PUBLIC 40: Screens
Edited by: Susan Lord, Dorit Naaman, and Jennifer VanderBurgh
PUBLIC 40: Screens features twenty artists, curators and researchers who investigate and respond to new spaces of viewing and changing patterns of consumption —from Quebec to Palestine, from streets to galleries— with a variety of aesthetic, technological and distribution tactics. From Kelly Mark’s The Kiss to Elaine Ho and Sean Smith’s project responding to the Beijing Olympics, from Bruno Lessard’s essay about Robert Lepage’s Le Moulin à images to Holly Lewis’s "Wars of Air and Electricity," Screens is dedicated to the ways screens are used, viewed, imagined, placed, and made worldwide. The contributions together consider how the internet and communication networks enable screens to become sites of a multiplicity of localities, cultures and citizenship practices. While the increased presence of screens in a variety of art forms and public places complicates and enriches patterns of consumption, Jan Allen’s curation on the aesthetics of surveillance, with works by Arnold Koroshegyi, David Kemp, Germaine Koh illuminates how cameras and screens are also used for surveillance of nearly every aspect of civilian life. Collectively, the articles and artists’ projects in this issue suggest that screen technology embodies a tension between the mobility/immobility of citizens, with a special dossier on how mobile screens make old and new forms of citizenship possible.
Contents include:
- Bruno Lessard, "Site-Specific Screening and the Projection of Archives: Robert Lepage’s Le Moulin à images"
- Holly Lewis, "The Wars of Air and Electricity"
- Erika Balsom, "Screening Rooms: The Movie Theatre in/and the Gallery"
- Michael Darroch and Kim Nelson, "Windsoria: Border/Screen/Environment"
- Janine Marchessault, "Of Bicycles and Films: The Case of CineCycle"
- Jan Allen curates "Data Dances: The Aesthetics of Surveillance. Works by Arnold Koroshegyi, David Kemp, Germaine Koh"
- Mirjiam Struppek reports on Media Architectures
- Elaine Ho and Sean Smith present their artist project "17 Days in Beijing: Screen of Consciousness on the Micropolitical"
- Raul Balanquet presents the multi-screen installation "Merida T'Ho_MX"

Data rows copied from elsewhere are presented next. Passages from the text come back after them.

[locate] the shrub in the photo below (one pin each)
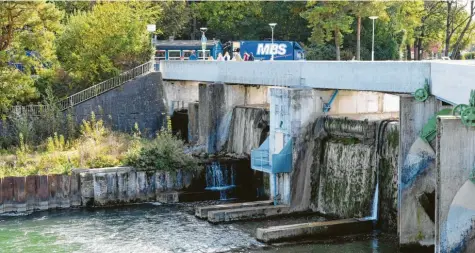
(165, 152)
(469, 56)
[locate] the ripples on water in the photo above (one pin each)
(145, 228)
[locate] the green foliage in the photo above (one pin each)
(165, 152)
(175, 19)
(25, 26)
(469, 56)
(111, 38)
(329, 21)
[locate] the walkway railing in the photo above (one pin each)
(104, 86)
(260, 157)
(281, 162)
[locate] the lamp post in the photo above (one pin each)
(372, 45)
(272, 26)
(151, 29)
(203, 40)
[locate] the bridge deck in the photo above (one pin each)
(451, 81)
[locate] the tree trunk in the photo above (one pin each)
(408, 49)
(337, 43)
(358, 40)
(419, 49)
(447, 29)
(415, 50)
(456, 52)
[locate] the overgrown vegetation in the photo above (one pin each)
(95, 146)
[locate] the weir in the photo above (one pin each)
(220, 177)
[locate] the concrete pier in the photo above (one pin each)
(202, 212)
(314, 230)
(247, 213)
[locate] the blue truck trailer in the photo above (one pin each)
(262, 50)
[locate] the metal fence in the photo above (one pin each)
(91, 92)
(104, 86)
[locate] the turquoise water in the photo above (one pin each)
(157, 228)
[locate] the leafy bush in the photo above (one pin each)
(165, 152)
(469, 56)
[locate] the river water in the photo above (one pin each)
(158, 228)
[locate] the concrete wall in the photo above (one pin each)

- Mobile Cinema dossier edited Tamara Falicov and including a 1963 essay about Cuban mobile cinema, and essays about contemporary hand-held Korean films and mobile cinema in the British Empire.
PUBLIC 41: Gardens
Edited by Erin Despard and Monika Kin Gagnon
In Greater Perfections (2000), John Dixon Hunt identifies some thirty-two gardens including rose gardens, vegetable gardens, landscape gardens, cloister gardens, bog gardens, therapeutic gardens, container gardens, and corpse gardens. Contributors to PUBLIC 41: Gardens add even more types. In the 24 contributions to this issue, there are the "botanicuratorial" museum gardens discussed by J. Keri Cronin; the school gardens analyzed by Kai Wood Mah; and the special form of allotment garden such as the Alex Wilson Community Garden, animated by Richard Brault. Gina Badger critiques the ‘seed bomb’ by guerilla gardeners; Jill Didur comments on Jamaica Kincaid’s Among Flowers; and there are two new texts from French garden designer Gilles Clément, whose gardens have been influential (and controversial) in the worlds of ecological garden design, landscape theory, and garden studies.
Gardens by artists include:
- Jane Hutton and Adrian Blackwell’s Dymaxion Sleep, created for the 2009 International Garden Festival at Grand-Métis, Québec;
- Broken City Lab’s ‘removable gardens’ in Windsor, Ontario;
- Oliver Kellhammer’s Concrete Island (2006), a found garden of flourishing weeds and indigenous flora in Vancouver;
- Mike MacDonald’s A Butterfly Garden (2004);
- The Wayward Plants Registry;
- Aviva Rahmani’s Trigger Point Garden, which is artwork, and ecological restoration.
Many contributions ask what the implications of bringing formerly excluded elements, or the garden’s ‘other’ within the scope of its study? Wilderness, the uncontrollable, weeds, and even the unattractive—what do these philosophical and aesthetic species bring to the garden’s ecology?